Rising costs pressuring dairy sector
Logistical disruptions, higher input costs, COVID variants and inflation challenging industry.
September 13, 2021
Dairy demand has proven resilient to all but the most extreme forms of pandemic-induced lockdown so far, according to the new RaboResearch Dairy Quarterly for Q3 2021 entitled “The Delta Blues.” And while some disruptions may still occur in regions across the globe, the report said the potential for major global demand shocks is limited.
Logistical disruptions continue for many sectors, including dairy, leading to higher costs. However, they are not impacting the fundamental underlying supply and demand, the report noted.
“Exports have remained strong throughout the pandemic, and buyers have become more opportunistic, preemptively stocking up on products when containers are available,” the report relayed. “In the long run, however, these costs will add up and potentially curb demand.”
Rabobank reported that dairy commodity prices fell during Q2 and are expected to trade within a narrow range through Q4.
Farmgate milk prices are generally on the high side across much of the world, but rising costs of inputs and downside risk in milk prices are giving many producers the blues.
Particularly in the U.S., Rabobank said dairy farmers are already experiencing relatively lower milk prices following a year of strong production growth, leading to a saturated milk market.
“Persistent margin pressure has disrupted a year-long steak of increasing cow numbers. With a grim feed outlook, further decreases could be on the way.”
While U.S. milk supplies remain ample, Rabobank reported that milk cow numbers in June and July decreased 6,000 and 3,000 head, respectively, after 12 months of steady increase. This break in pattern could be the beginning of a plateau or downward correction, the report explained.
Rabobank expects milk production to moderate but remain positive. The firm forecasted U.S. production will increase by 1.8% year over year during the second half of 2021 and by 1% during the first half of 2022.

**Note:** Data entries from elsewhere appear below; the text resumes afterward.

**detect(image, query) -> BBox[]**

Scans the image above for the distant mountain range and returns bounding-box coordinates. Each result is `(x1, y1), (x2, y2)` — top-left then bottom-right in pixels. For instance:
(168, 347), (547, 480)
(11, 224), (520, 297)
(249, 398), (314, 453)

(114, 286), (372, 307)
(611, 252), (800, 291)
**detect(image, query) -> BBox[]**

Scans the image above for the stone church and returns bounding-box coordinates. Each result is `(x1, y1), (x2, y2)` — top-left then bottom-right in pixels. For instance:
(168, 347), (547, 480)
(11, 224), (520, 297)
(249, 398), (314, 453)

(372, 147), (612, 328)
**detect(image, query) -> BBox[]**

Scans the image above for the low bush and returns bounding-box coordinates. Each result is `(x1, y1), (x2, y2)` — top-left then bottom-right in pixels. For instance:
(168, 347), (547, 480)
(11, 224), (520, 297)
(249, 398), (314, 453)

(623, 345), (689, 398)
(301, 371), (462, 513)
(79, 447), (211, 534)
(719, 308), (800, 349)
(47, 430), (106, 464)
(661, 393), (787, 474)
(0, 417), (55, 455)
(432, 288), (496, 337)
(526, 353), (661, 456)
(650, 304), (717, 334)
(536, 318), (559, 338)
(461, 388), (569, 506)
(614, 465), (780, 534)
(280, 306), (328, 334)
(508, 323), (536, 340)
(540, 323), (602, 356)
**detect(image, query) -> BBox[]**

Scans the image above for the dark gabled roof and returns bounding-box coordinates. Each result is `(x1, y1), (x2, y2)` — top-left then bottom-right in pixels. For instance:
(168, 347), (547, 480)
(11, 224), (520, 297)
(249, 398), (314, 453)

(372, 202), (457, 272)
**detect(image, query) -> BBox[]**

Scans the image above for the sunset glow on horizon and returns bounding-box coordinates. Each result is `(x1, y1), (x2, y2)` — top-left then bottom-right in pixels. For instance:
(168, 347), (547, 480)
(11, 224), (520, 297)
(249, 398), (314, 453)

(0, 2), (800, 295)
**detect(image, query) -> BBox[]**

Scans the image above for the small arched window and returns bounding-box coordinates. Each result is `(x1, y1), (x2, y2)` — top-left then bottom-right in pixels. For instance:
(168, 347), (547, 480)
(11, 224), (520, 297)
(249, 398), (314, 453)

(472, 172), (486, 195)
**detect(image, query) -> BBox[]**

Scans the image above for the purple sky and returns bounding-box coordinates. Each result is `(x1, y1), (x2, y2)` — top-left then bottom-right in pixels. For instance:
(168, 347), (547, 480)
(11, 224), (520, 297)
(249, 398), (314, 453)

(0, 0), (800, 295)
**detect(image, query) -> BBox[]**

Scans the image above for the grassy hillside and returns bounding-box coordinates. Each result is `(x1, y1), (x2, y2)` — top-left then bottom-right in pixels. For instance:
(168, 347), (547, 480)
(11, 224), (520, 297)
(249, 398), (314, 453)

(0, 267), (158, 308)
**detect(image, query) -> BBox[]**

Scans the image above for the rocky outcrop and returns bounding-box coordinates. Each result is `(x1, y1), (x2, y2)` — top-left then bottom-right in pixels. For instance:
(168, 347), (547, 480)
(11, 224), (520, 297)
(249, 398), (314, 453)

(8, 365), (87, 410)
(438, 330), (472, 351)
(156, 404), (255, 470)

On the demand side, the report said demand in the U.S. is still subject to ongoing uncertainties associated with COVID, “but the impacts on consumer demand will be limited.” Rabobank is forecasting domestic demand will increase by 2% year over year during the second half of 2021 and by 1.2% during the first half of 2022.
Exports have maintained strength, up 13% in volume, with the biggest gains coming from Mexico and China., up 23% and 71%, respectively.
Regarding China, the report said a slowdown in import demand from China is expected to begin in the second half of 2021 and could weigh on global dairy commodity prices.
“Supply is outpacing demand in China, with domestic production growth combined with growing inventories. These factors point to the potential for a period of destocking later this year and into 2022.”
New Zealand production is expected to show no growth while Australia is expected to register a 1.5% increase in production during 2021/2022.
What to watch during the second half
Rabobank outlined a few things to watch during 2H 2021, including inflation, milk prices, pandemic responses and China’s import appetite.
The report said dairy and food companies are experiencing inflationary prices beyond dairy inputs. “Costs and disruptions are being felt in everything from energy to packing to labor.”
To further complicate matters, port disruptions and school and workplace closures remain a wild card as COVID variants continue to flare up. Because of the ongoing COVID outbreaks, Rabobank said government support could begin to wane.
“This will be especially important to watch in emerging economies where lasting economic strain could set in.”